Being the youngest in a family of girls is one of those things people call ‘a blessing and a curse.’ Don’t get me wrong, it’s certainly nice, but now that I’m 23 years old, being referred to by my older sisters as ‘my baby sister,’ makes things a bit awkward. It also meant that growing up, people knew me as their sister; the bagel store guy, the pizza store guy, the teachers in my high school, and the kids around town. Of course, that has all changed now, because as Neda so accurately puts it, I’m the ‘cool’ one. Plus, now I don’t have to fight for the front seat in the car. Now, they’re Nora’s sisters. Lucky them, huh? Like I said, blessing and curse.
We refer to ourselves as NH3; NH1 being Neda, NH2 being Nika, and NH3 being myself. We’re all extremely proud to be part of our family, we’re all extremely thankful for the constant surge of support and happiness we get simply by being Hakakian’s. I find myself constantly making the joke about how I’ll never change my last name; maybe it’s not really a joke. I guess we’ll find out. For someone on the outside of our family, it seems all peachy keen. Don’t be fooled. We’re three extremely opinionated girls. Our poor, poor father; he deals with the three of us on the daily, from professional to personal, and still maintains his sanity. Remind me to ask him how he does it, because it still amazes me.

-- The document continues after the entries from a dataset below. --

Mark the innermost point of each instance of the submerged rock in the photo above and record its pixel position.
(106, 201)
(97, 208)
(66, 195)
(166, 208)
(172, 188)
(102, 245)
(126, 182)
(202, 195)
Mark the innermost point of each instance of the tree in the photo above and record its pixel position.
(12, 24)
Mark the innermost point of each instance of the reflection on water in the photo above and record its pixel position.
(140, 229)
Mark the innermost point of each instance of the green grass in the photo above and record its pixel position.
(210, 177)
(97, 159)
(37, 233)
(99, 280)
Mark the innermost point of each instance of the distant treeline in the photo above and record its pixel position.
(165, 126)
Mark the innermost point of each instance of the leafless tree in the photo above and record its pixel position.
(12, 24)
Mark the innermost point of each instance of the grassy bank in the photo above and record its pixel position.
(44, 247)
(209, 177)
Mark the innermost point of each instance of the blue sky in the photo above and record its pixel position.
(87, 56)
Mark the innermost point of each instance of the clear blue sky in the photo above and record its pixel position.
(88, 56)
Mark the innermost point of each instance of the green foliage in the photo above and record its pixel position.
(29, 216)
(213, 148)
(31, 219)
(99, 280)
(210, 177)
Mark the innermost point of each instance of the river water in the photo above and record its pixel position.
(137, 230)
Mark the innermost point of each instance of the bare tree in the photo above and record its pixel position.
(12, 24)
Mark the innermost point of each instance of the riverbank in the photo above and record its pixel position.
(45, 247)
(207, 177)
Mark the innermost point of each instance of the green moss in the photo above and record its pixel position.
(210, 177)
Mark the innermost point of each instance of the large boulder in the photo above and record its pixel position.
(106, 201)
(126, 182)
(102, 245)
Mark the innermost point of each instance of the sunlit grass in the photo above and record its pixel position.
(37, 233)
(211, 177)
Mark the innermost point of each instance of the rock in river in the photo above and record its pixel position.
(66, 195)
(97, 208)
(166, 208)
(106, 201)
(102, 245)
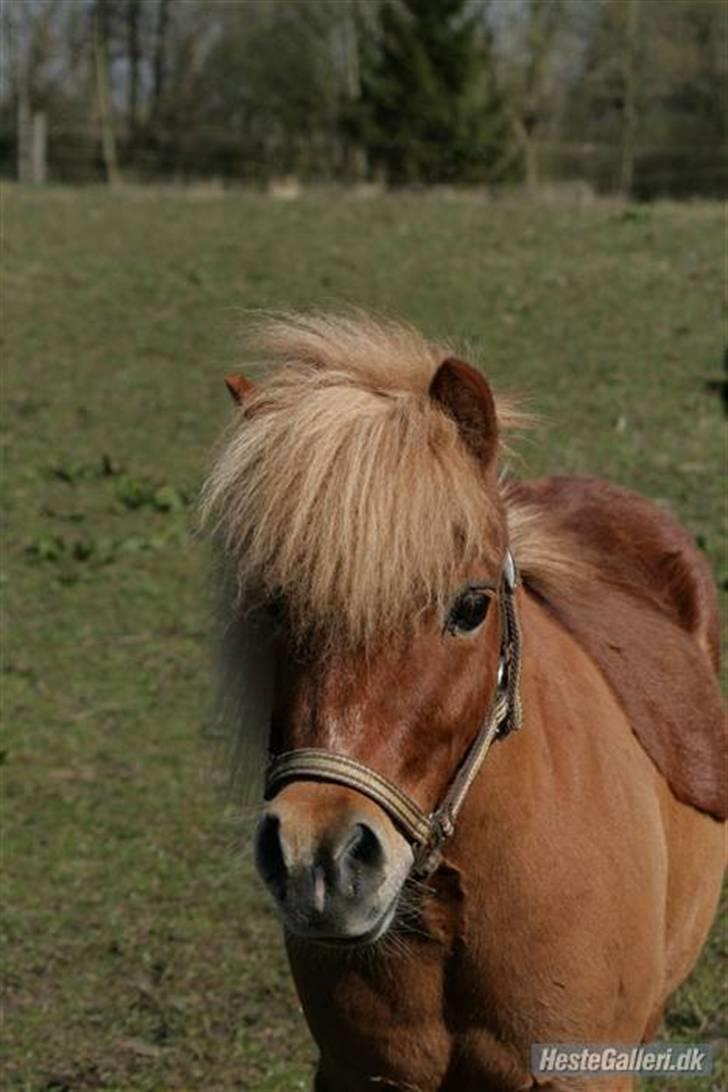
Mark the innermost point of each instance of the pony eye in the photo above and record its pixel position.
(468, 610)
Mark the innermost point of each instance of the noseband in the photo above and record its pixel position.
(427, 833)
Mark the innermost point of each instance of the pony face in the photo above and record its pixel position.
(357, 498)
(334, 862)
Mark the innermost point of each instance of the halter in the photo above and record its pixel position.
(427, 833)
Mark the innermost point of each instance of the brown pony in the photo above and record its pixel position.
(443, 913)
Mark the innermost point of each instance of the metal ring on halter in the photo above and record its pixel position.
(427, 833)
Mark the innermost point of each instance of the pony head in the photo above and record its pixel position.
(362, 529)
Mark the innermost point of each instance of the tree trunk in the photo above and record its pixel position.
(159, 50)
(630, 114)
(133, 11)
(104, 102)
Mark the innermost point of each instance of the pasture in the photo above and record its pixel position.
(140, 952)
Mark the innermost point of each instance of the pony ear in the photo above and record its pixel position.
(465, 395)
(238, 387)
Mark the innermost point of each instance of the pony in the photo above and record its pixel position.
(493, 804)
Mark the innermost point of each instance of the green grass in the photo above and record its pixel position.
(140, 952)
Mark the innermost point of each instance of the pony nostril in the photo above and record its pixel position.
(269, 856)
(365, 849)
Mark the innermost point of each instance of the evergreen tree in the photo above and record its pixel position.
(430, 109)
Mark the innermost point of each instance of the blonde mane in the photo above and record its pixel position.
(345, 491)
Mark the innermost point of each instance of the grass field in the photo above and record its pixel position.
(140, 952)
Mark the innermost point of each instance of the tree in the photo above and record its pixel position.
(430, 108)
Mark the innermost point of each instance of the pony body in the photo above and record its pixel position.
(359, 495)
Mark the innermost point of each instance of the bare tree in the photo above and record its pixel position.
(100, 31)
(133, 45)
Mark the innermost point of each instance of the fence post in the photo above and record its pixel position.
(24, 139)
(38, 143)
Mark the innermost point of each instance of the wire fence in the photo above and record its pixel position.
(73, 153)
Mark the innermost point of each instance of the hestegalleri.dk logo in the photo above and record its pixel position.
(603, 1059)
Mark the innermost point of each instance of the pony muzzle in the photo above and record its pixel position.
(334, 864)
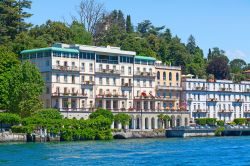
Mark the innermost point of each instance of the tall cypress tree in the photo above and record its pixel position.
(12, 15)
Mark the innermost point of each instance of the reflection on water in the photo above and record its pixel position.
(190, 151)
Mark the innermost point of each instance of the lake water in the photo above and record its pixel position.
(189, 151)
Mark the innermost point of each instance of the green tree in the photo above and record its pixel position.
(122, 118)
(8, 60)
(79, 34)
(12, 16)
(218, 67)
(48, 114)
(102, 112)
(25, 87)
(237, 65)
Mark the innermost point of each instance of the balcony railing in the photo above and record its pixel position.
(67, 94)
(127, 84)
(100, 96)
(107, 71)
(88, 83)
(238, 100)
(200, 110)
(65, 68)
(169, 87)
(225, 111)
(212, 100)
(144, 74)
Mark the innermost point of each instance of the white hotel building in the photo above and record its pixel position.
(221, 99)
(80, 78)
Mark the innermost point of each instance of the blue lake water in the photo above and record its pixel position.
(188, 151)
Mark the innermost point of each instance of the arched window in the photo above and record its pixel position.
(158, 75)
(164, 75)
(170, 76)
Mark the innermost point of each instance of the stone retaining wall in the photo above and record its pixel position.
(12, 137)
(138, 134)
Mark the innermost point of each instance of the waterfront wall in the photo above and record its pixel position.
(189, 133)
(138, 134)
(12, 137)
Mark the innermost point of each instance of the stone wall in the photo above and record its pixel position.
(12, 137)
(138, 134)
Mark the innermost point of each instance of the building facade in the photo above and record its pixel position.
(220, 99)
(80, 78)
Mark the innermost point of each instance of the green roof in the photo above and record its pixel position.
(50, 49)
(145, 58)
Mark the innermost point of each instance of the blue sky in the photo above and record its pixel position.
(221, 23)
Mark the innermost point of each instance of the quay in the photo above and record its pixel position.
(205, 132)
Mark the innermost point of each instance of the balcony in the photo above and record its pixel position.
(221, 111)
(212, 100)
(177, 88)
(200, 110)
(88, 83)
(225, 89)
(107, 71)
(127, 85)
(65, 68)
(144, 97)
(166, 98)
(199, 88)
(69, 95)
(144, 74)
(111, 96)
(238, 100)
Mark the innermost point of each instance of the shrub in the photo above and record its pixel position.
(240, 121)
(22, 129)
(48, 114)
(106, 113)
(219, 131)
(9, 118)
(220, 122)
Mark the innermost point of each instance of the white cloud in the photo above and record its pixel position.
(232, 54)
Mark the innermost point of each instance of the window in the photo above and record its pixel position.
(122, 69)
(100, 80)
(164, 75)
(129, 70)
(57, 63)
(170, 76)
(65, 78)
(91, 78)
(47, 90)
(57, 78)
(150, 83)
(65, 63)
(47, 63)
(177, 76)
(83, 67)
(91, 67)
(73, 64)
(158, 75)
(107, 81)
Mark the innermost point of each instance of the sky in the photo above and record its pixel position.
(213, 23)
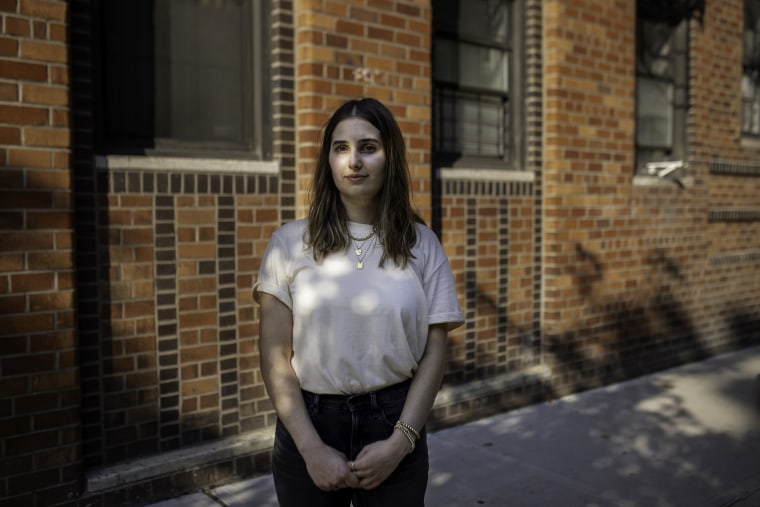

We never thought we’d get to this place- at least, I for sure didn’t. I never thought I’d be a part of the family business, I never thought I’d be working long days and long nights opening stores, I never thought I’d have people calling me all day for help, and I never thought I’d be working so hard to be what my grandma used to call me: “Bahram koochooloo,” which is Farsi for “Little Bahram,” (my dads name). It’s the biggest compliment I’ve received in all my years, and it took me a long, long time to realize it. Don’t tell my mother I said it, though. I swear I’ll never hear the end of it.
I’ve grown up with a very different sense of style. I say different because when I was younger, I’d literally dress so crazy that I don’t even know how to describe it today. Growing up in this family, surrounded by style and design from all ends, certainly had its perks. Now that I’ve grow up, it’s still very different, but I’ve finessed it a little, at least I think I have. My friends still make jokes about some of my outfits, but what do they know. If you don’t stand out, you only blend it.
So here we are. Just learning how to put all of our insane thoughts into word documents, attempting to be grammatically (and politically) correct. Letting people into our crazy brains. As Nika likes to say, “fashion is our passion,” and she’s not wrong. Good luck to us all.